Now that kiwidoc has been released, I can share my experience on how I configured the system in 'production'. kiwidoc is hosted at rackspace on 2 machines. A small one for the load balancer (apache web server) and a bigger one for the main application (tomcat). Configuring it was quite a challenge and I just want to share how I did it. Note that the instructions are for Ubuntu 9.0.4 with a stock installation of apache (2.2.11-2ubuntu2.3) and tomcat (6.0.18-0ubuntu6) using the standard apt* commands.

What did I want to achieve ?

My main application is a web application and is deployed in tomcat under [/java]. The load balancer (apache) should be able to direct traffic to multiple instances of tomcat when the need arises. I also wanted http://www.kiwidoc.com/ (in other word [/]) to be redirected to [/java/] which is my main entry point. The catch is that there are some pages that need to be served by apache (like some error pages) and this was not easy to configure.

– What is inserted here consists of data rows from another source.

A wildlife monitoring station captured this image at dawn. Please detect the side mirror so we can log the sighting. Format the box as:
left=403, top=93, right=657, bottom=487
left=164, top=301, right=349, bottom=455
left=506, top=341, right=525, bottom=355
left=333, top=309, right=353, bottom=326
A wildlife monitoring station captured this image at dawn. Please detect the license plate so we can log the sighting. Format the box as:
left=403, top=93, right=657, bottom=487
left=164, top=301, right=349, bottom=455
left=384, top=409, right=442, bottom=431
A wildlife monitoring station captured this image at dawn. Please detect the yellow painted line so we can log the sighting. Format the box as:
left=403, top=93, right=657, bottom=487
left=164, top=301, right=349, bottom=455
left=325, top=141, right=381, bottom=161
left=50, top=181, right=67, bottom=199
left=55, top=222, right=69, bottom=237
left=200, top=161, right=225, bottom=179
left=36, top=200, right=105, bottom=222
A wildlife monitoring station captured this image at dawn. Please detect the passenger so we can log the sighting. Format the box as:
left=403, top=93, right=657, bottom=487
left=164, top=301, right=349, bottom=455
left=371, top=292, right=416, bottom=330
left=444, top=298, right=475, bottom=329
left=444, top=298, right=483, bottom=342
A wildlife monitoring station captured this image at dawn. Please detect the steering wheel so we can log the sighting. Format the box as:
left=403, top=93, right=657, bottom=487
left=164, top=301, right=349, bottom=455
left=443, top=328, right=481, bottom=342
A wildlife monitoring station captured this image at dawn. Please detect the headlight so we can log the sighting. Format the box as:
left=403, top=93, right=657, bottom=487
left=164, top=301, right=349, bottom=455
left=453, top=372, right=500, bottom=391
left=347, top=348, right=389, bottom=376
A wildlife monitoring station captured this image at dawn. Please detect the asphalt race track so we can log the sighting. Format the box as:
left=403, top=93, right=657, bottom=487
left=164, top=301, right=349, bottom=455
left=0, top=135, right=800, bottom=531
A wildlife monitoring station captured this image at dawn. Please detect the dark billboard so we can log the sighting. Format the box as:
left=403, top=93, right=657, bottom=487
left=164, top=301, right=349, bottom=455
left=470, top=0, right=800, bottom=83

Configuring tomcat (Part I)

On the tomcat side, I setup a new connector for ajp (file /etc/tomcat6/server.xml):
<!-- Define an AJP 1.3 Connector on port 8009 -->
<Connector port="8009" protocol="AJP/1.3" redirectPort="8010"
           proxyname="www.kiwidoc.com" proxyPort="80"
           URIEncoding="UTF-8"/>
I chose ajp because it is supposed to be much faster than standard http. So far the configuration is not too difficult. proxyname and proxyport are used so that the methods ServletRequest.getRemoteHost() and ServletRequest.getRemotePort() return the correct value.

Configuring apache

On the apache side, I added the 4 modules (directory /etc/apache2/mods-enabled):
proxy_ajp.load      -> ../mods-available/proxy_ajp.load
proxy.load          -> ../mods-available/proxy.load
proxy.conf          -> ../mods-available/proxy.conf
proxy_balancer.load -> ../mods-available/proxy_balancer.load
Then under /etc/apache2/sites-enabled, I have the following file (which I called 100-lb):
<VirtualHost *:80>
##########################
# DocumentRoot
DocumentRoot /var/www
<Directory /var/www/>
  Options FollowSymLinks MultiViews
  AllowOverride None
  Order allow,deny
  allow from all
</Directory>
##########################
# Error handling
ErrorLog /var/log/apache2/error.log
LogLevel warn
CustomLog /var/log/apache2/access.log combined
ErrorDocument 503 /errors/error_503.html
ErrorDocument 404 /errors/error_404.html
##########################
# Proxy
ProxyRequests Off
<Proxy *>
  Order deny,allow
  Allow from all
</Proxy>
<Proxy balancer://kiwidoc>
  BalancerMember ajp://123.123.123.123:8009
  BalancerMember ajp://123.123.123.124:8009
</Proxy>
ProxyPass /errors !
ProxyPass /images !
ProxyPass / balancer://kiwidoc/
</VirtualHost>
Let's cover each section:
  • The 'Document Root' section defines where to find the static html on the file system (/var/www is the standard by default).
  • The 'Error handling' section defines where the log goes and assigns the 503 and 404 error codes to static html pages that I have created and saved under /var/www/errors. I will explain why I did it this way.
  • The 'Proxy' section configures the proxy. Note that it is ok to have only one member. The last 3 lines defines the rules for load balancing:
    • The first 2 lines define an exclusion rule: all requests to [/errors] and [/images] will be served by apache and not forwarded (this is required due to the 3rd line).
    • The last line send all traffic to [/] to the balancer.
  • The reason why I need to have some pages served by apache is 2 fold:
    1. The static content should be served by apache (which does it very efficiently).
    2. If all tomcat instances are unreachable, then apache will issue a 503 error code, which gets mapped to [/errors/error_503.html] and without the exclusion rule, it would try to go to tomcat (which we know is unreachable...). This use case happens for example when I need to shutdown the main application for maintenance: you see a nice maintenance page.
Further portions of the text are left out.